Kıyametin kopmasıyla başlayan sürecin en dehşetli yönlerinden biri, herkesin gözleri önünde, kişinin zerre kadar bile olsa yaptığı her şeyin açığa çıkarılıp ilan edilmesidir.
Geçmişte ve günümüzde bütün direniş ve kıyamlarda da ilahi hedeflerden birisinin zalimleri deşifre etmek olduğu aşikardır. Hatta insanlık tarihinin en başına gidildiğinde, iblisin, o ana kadar melekler arasında bulunsa da gerçekte, şeytan olduğunun ortaya çıkarılmasının da amaçlandığı görülecektir.
Sabırdaki incelik de bu değil midir? Farklı imtihanların bir ömür süren grafiğini çizen Yusuf kıssası da hep tarafların deşifresiyle neticelenmiştir. Mesela, kardeşlerinin Yusuf’u kuyuya atmasının yaklaşık otuz yıl sonra, Yusuf’un masum, Züleyha’nın ise suçlu olduğunun oniki yıl sonra ortaya çıkarılması gibi. Aynısını hem Kuran’da geçen diğer kıssalarda, hem de hadis-i şeriflerde geçen kıssalarda bulmak mümkündür. Sünnetullah günümüzde de aynı işlemektedir.
Bediüzzaman, zindanda taleblerine ulaştırdığı bir notunda özetle şöyle der: “O ölmüş adamın ne olduğunu ifşa ettik ya, bunun için binlerce ferdimiz hapse girseler hatta idam alsalar yine ucuzdur.” (13.Şua) Bilindiği gibi Üstad, ölmüş adam derken; “bir milleti baştan yaratan”, “büyük kurtarıcı”, “bugünleri bize sağlayan ulu önder” diye vasfedilen şahsın gerçekte kim ve ne olduğunu, ‘Beşinci Şua’ ve ‘Sırr-ı İnnaateyna’ gibi eserlerinde çok açık ve kesin delillerle ortaya koyar.

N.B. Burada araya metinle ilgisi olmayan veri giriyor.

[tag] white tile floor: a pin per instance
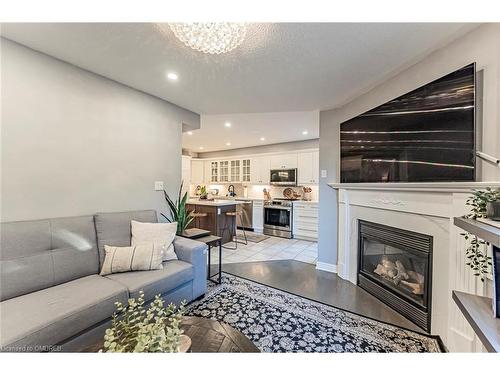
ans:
(273, 248)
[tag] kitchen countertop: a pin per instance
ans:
(214, 203)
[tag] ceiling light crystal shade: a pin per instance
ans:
(210, 37)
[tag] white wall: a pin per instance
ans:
(74, 143)
(277, 147)
(481, 46)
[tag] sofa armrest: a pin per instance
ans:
(194, 252)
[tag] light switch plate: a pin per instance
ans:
(158, 185)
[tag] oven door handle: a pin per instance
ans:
(279, 208)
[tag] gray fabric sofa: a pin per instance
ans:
(52, 296)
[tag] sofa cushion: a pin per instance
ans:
(43, 253)
(132, 258)
(113, 229)
(160, 234)
(52, 315)
(173, 274)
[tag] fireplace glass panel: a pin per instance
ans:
(403, 271)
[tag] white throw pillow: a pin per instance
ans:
(144, 257)
(160, 234)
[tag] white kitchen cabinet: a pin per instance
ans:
(208, 172)
(308, 167)
(258, 216)
(284, 161)
(305, 220)
(260, 170)
(214, 171)
(197, 172)
(235, 175)
(224, 171)
(185, 173)
(246, 170)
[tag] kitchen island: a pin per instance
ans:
(216, 218)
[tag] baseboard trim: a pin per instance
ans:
(322, 266)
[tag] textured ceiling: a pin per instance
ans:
(279, 67)
(247, 129)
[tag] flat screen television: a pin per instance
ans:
(426, 135)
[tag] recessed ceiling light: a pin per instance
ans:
(172, 76)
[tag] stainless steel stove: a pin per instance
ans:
(278, 217)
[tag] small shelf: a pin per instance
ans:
(479, 313)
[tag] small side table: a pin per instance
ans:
(213, 241)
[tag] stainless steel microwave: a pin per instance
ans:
(284, 177)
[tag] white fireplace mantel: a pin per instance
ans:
(425, 208)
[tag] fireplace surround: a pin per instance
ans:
(395, 265)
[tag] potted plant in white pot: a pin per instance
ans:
(137, 329)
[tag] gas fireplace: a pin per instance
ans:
(395, 265)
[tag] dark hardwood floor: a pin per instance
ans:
(304, 280)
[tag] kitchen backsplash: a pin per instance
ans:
(256, 191)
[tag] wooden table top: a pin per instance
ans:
(207, 336)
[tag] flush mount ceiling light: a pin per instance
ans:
(172, 76)
(210, 37)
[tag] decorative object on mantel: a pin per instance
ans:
(488, 234)
(476, 252)
(493, 210)
(178, 212)
(307, 193)
(135, 329)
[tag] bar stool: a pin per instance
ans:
(232, 229)
(197, 216)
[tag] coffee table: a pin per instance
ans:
(207, 336)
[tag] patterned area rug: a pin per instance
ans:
(251, 237)
(277, 321)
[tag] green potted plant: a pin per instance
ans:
(476, 251)
(137, 329)
(178, 211)
(203, 192)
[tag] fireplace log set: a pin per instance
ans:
(398, 274)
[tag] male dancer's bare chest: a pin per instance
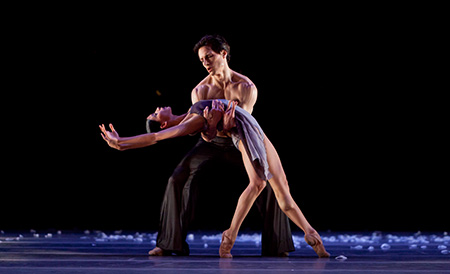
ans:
(229, 93)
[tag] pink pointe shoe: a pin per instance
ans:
(225, 246)
(315, 242)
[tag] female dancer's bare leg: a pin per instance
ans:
(286, 202)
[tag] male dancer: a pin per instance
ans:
(177, 206)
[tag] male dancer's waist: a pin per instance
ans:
(224, 141)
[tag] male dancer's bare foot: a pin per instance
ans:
(226, 245)
(157, 252)
(314, 240)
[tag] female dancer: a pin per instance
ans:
(261, 161)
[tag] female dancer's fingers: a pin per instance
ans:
(104, 138)
(233, 109)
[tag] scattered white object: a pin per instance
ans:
(341, 258)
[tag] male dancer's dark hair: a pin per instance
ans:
(216, 42)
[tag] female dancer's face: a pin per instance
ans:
(161, 115)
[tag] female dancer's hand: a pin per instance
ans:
(228, 117)
(214, 115)
(111, 137)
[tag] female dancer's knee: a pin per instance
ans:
(257, 186)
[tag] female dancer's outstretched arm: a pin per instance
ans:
(191, 124)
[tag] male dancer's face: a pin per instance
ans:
(212, 61)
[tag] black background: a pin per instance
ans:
(349, 98)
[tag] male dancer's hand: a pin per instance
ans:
(228, 116)
(212, 117)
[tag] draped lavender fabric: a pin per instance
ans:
(249, 132)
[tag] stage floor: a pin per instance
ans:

Kemalist rejimin öncesi ve sonrasıyla kuruluşunu, hem aktörlerinin gerçek yüzünü ısrarla karartma çabası devam ettiği sürece darbe komisyonlarının, bir iki darbenin bir iki ayrıntısını teyid etme gayretinin sembolik anlamı bile yoktur.
Ancak şundan hiçbir şüphemiz yoktur: Kan, gözyaşı ve ter, yani üç mukaddes damla, biraraya geldiğinde, tarihin her döneminde olduğu gibi bugün de zulmün yüzündeki çamurdan maskeyi sıyırıp atmaktadır.
Bakın başörtülü olduğu için okulun kapısı önüne konulup velilerine hapis cezası verilen çocukların gözyaşları, kimlerin gerçek yüzlerini açığa çıkarmaktadır.
Darbe komisyonları kendi iktidarını engellemeye çalışanları aramaya devam etsin, camide kuran dersi verdiği için binlerce insanın nasıl akılalmaz zulümlere uğratıldığını gün gelecek, kader-i ilahi ayan beyan ortaya çıkaracak. Ancak o gün elleri kuruduğu için Ebu Leheb hayatta olmayacak. Saltanatı gittiği için Yezid hayatta olmayacak. Ama ibret-i alem, Ebu Cehil, kazdığı kuyuya kendisi düşecek ve Ümeyye, işkence ettiği mazlum tarafından aynı kuyuya atılacaktır.
O zaman, kimin konjöktöre, kimin maslahata, kimin siyasete sarılıp zulmettiğini herkes daha iyi anlayacak. O yüzden dilleri islamdan yana, elleri zalim zevatı allayıp pullamaya, masumlaştırmaya gerek yok.